Typical coatings over the base materials for these printed circuits include phenolic resins, phenolic-rubber resin, ABS and various epoxy resins. It has been found, especially with the use of epoxy resins, that in certain instances, especially with flexible circuit boards having epoxy coatings for the substrate, a problem exists which may be termed solder sticking.
During the manufacture of a printed circuit assembly on a printed circuit substrate, solder is generally caused to be flowed over the substrate surface after the formation of the circuit pattern thereon. This solder can be flowed over the surface during the final stages of printed circuit manufacture, such as in the roll-tinning or hot-gas solder leveling processes or can be applied during assembly of the printed circuit board with its associated electronic components in the wave soldering, solder dipping or drag soldering operations. All of the above soldering techniques are well known in the art. Ordinarily, the solder sticks only to the metallic circuit pattern applied to the substrate. However, occasionally solder is found to stick on the substrate in areas between the circuit pattern. If the solder sticking is extensive or occurs between closely spaced circuit lines, a short or leakage path may occur in the circuit. This problem especially manifests itself in the newer circuit board technology wherein spacing between lines is often kept at a minimum.

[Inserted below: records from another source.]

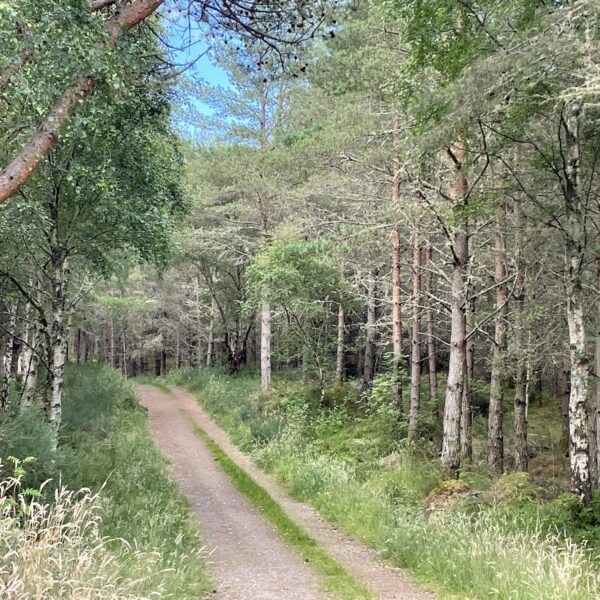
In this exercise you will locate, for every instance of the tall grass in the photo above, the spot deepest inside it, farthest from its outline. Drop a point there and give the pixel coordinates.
(373, 488)
(132, 529)
(56, 551)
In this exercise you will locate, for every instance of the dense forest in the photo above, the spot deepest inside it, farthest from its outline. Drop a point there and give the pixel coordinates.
(370, 246)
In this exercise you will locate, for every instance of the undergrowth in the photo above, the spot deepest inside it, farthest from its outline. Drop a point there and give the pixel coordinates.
(502, 539)
(135, 521)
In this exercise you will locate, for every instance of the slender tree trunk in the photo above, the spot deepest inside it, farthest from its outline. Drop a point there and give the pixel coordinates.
(431, 353)
(595, 455)
(9, 349)
(495, 432)
(124, 351)
(210, 346)
(265, 346)
(59, 337)
(521, 378)
(575, 251)
(370, 345)
(456, 369)
(29, 354)
(341, 331)
(466, 411)
(415, 357)
(17, 171)
(396, 282)
(112, 344)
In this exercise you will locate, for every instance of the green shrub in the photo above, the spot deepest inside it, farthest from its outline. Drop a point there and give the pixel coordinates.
(28, 435)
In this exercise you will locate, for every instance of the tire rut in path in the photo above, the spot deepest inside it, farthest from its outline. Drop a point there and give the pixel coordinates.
(384, 581)
(250, 561)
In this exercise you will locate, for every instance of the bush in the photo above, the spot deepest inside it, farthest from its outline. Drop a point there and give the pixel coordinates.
(28, 435)
(151, 545)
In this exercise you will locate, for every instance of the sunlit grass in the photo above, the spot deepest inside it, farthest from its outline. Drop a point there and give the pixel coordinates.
(522, 550)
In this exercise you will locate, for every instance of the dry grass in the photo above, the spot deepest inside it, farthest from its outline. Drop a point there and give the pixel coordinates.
(55, 550)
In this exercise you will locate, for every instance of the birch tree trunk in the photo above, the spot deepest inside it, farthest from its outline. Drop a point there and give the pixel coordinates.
(16, 173)
(415, 357)
(396, 299)
(8, 356)
(466, 412)
(59, 337)
(575, 251)
(521, 392)
(370, 346)
(341, 331)
(113, 363)
(595, 455)
(450, 456)
(431, 354)
(265, 346)
(29, 356)
(495, 457)
(211, 333)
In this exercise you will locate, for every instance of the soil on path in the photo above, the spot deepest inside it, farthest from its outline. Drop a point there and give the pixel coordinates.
(250, 561)
(174, 434)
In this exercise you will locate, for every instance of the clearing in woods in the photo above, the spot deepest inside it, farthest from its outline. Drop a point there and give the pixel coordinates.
(248, 550)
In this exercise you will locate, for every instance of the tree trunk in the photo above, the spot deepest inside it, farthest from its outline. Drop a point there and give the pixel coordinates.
(495, 455)
(521, 378)
(59, 330)
(576, 235)
(415, 356)
(17, 172)
(595, 455)
(396, 282)
(370, 346)
(7, 358)
(396, 311)
(30, 357)
(450, 456)
(265, 346)
(341, 331)
(431, 354)
(112, 344)
(466, 411)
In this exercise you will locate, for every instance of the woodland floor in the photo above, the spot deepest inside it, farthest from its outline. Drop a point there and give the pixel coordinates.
(249, 559)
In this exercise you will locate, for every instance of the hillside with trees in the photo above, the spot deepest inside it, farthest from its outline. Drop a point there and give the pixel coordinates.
(371, 250)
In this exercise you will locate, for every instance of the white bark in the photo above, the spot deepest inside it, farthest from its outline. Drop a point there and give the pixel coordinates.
(7, 358)
(265, 347)
(495, 456)
(456, 369)
(521, 376)
(415, 355)
(575, 251)
(341, 331)
(431, 354)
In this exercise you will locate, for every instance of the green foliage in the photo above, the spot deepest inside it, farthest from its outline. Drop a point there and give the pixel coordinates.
(28, 435)
(295, 274)
(106, 446)
(506, 544)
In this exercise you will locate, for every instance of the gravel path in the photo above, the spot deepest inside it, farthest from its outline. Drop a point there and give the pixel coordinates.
(251, 561)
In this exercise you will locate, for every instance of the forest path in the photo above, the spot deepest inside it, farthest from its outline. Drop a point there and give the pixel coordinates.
(249, 560)
(245, 546)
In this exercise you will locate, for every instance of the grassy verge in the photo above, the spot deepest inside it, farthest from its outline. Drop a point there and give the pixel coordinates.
(141, 526)
(501, 540)
(335, 579)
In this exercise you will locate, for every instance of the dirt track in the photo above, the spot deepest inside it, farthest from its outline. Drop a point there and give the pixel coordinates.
(250, 560)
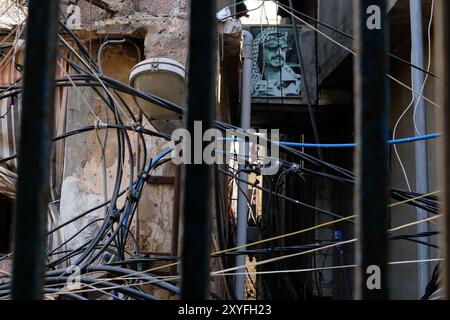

There have been various efforts to control solder sticking involving many approaches including modifying the solder or soldering parameters, fluxes and the like. We have discovered that a technique which is generally employed and related to improving adhesion, can unexpectedly be used to prevent adhesion or sticking of solder. The technique referred to is that of roughening the surface onto which the material is to be coated. Generally, the literature teaches that adhesion of a coating on a surface is improved by roughening of the surface. This would normally lead one away from the use of such a technique for the prevention of adhesion or sticking of a material to a surface.